Rocksgreenspun.com : LUSENET : Introductory Geology, Oswego State : One Thread
What kind of minerals is Mt Rushmore made up of and will weathering effect the surface during our lifetime.
-- Nick Duval (email@example.com), March 02, 2001
The geologic formations of the heart of the Black Hills region are also evident at Mount Rushmore, including large outcrops of granite and mica schist.
Granite is a tough, hard rock because it consists of interlocking crystals of the minerals quartz, feldspar, and mica. This granite formed at great depth, about 13 kilometers (7.8 miles), when a body of molten rock (magma) rose and cooled slowly, pushing up a dome- shaped structure now known as the Black Hills. This dome measures about 200 kilometers (120 miles) long and 95 kilometers (57 miles) wide.

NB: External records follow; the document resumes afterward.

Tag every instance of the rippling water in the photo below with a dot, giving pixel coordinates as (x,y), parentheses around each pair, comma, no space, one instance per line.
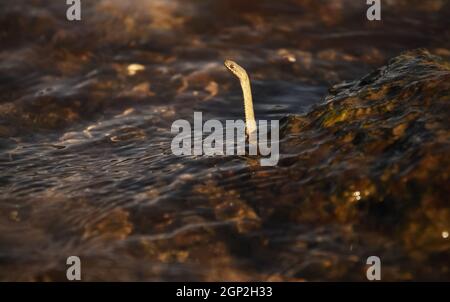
(85,115)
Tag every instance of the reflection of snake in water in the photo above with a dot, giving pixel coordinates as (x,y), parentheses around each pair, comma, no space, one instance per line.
(242,75)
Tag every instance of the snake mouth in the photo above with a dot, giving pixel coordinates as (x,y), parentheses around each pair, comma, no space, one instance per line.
(230,65)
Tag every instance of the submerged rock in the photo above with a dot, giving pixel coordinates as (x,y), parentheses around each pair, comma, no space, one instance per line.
(373,165)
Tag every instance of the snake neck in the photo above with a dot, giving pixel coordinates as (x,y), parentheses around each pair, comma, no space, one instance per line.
(248,105)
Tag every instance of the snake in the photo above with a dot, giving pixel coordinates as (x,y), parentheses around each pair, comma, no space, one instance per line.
(241,74)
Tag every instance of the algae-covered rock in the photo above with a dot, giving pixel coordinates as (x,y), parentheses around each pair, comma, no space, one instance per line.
(370,170)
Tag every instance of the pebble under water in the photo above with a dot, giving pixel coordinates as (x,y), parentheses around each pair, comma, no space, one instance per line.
(86,167)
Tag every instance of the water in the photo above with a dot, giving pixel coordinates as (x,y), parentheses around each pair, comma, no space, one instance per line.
(85,116)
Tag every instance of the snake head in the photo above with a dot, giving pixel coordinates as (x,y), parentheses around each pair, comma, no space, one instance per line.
(235,68)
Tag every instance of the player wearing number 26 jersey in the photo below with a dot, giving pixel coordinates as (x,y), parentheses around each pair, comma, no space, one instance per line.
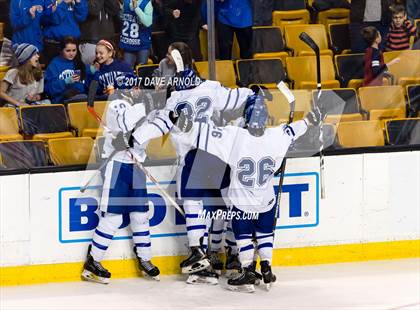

Weathering breaks rock down into smaller pieces. Granite resists weathering more than layered and bedded sedimentary rocks do. Rock outcrops are constantly subjected to the elements, which gradually cause chemical changes in the rock's minerals. Oxygen and carbon dioxide in runoff waters produce chemical weathering. Physical weathering occurs when water, lodged in fractures in the rock, freezes and expands in all directions, forcing the sides of the fractures apart. Tree roots have the same effect. Rocks exposed to long periods of alternating heat and freezing disintegrate into sand and clay.
To preserve the Mount Rushmore sculpture, experts needed to predict which of the granite blocks would shift. They conducted a $250,000 high-tech checkup, which included photogrammetry and 3-D, AutoCAD imaging. First, they shot a series of 300 overlapping photographs of the monument from precision cameras mounted on an airplane and a helicopter. From data provided by these photographs, a computer created 3-D projections of the internal fracture system.